He was a lawyer, principally through a sense of duty to the family tradition, and though he had no particular affinity to it other than a love for printed words, for the dwelling-places of books, he contemplated returning to his musty office with a glow of . . . not eagerness, no: of deep and abiding unreluctance, almost of pleasure. The meaning of peace. Old unchanging days; unwinged perhaps, but undisastrous, too. You don’t see it, feel it, save with perspective. Fireflies had not yet come, and the cedars flowed unbroken on either hand down to the street, like a curving ebony wave with rigid unbreaking crests pointed on the sky.

Light fell outward from the window, across the porch and on a bed of cannas, hardy, bronze-like—none of your flower-like fragility, theirs; and within the room Aunt Sally’s quavering monotone.

Narcissa was there too, beside the lamp with a book, filling the room with her still and constant presence like the odor of jasmine, watching the door through which he had passed; and Horace stood on the veranda with his cold pipe, surrounded by that cool astringency of cedars like another presence. “The meaning of peace,” he said to himself once more, releasing the grave words one by one within the cool bell of silence into which he had come at last again, hearing them linger with a dying fall pure as silver and crystal struck lightly together.
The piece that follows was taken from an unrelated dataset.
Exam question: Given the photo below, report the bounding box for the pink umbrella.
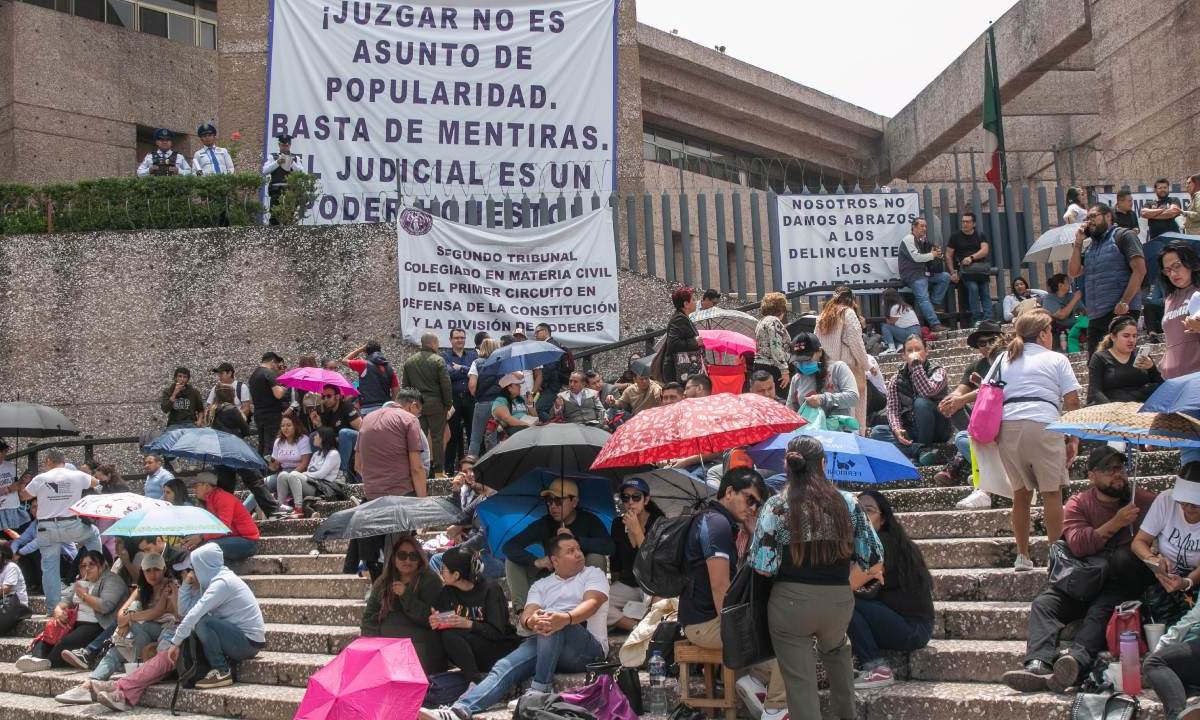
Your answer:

“How’s Belle?” he asked on the evening of his arrival.
“They’re all right,” his sister answered. “They have a new car.”
“Dare say,” Horace agreed with detachment. “The war should certainly have accomplished that much.”

Aunt Sally had left them at last and tapped her slow bedward way. Horace stretched his serge legs luxuriously, and for a while he ceased striking matches to his stubborn pipe and sat watching his sister’s dark head bent above the magazine upon her knees, lost from lesser and inconstant things. Her hair was smoother than any reposing wings, sweeping with burnished unrebellion to a simple knot low in her neck.

“Belle’s a rotten correspondent,” he said. “Like all women.”
She turned a page, without looking up.
“Did you write to her often?”

“It’s because they realize that letters are only good to bridge intervals between actions, like the interludes in Shakespeare’s plays,” he went on, oblivious. “And did you ever know a woman who read Shakespeare without skipping the interludes? Shakespeare himself knew that, so he didn’t put any women in the interludes. Let the men bombast to one another’s echoes while the ladies are backstage washing the dinner dishes or putting the children to bed.”

“I never knew a woman that read Shakespeare at all,” Narcissa corrected. “He talks too much.”
Horace rose and stood above her and patted her dark head.

“O profundity,” he said, “you have reduced all wisdom to a phrase, and measured your sex by the stature of a star.”
“Well, they don’t,” she repeated, raising her face.

“No? Why don’t they?” He struck another match to his pipe, watching her across his cupped hands as gravely and with poised eagerness, like a striking bird. “Your Arlens and Sabatinis talk a lot, and nobody ever had more to say and more trouble saying it than old Dreiser.”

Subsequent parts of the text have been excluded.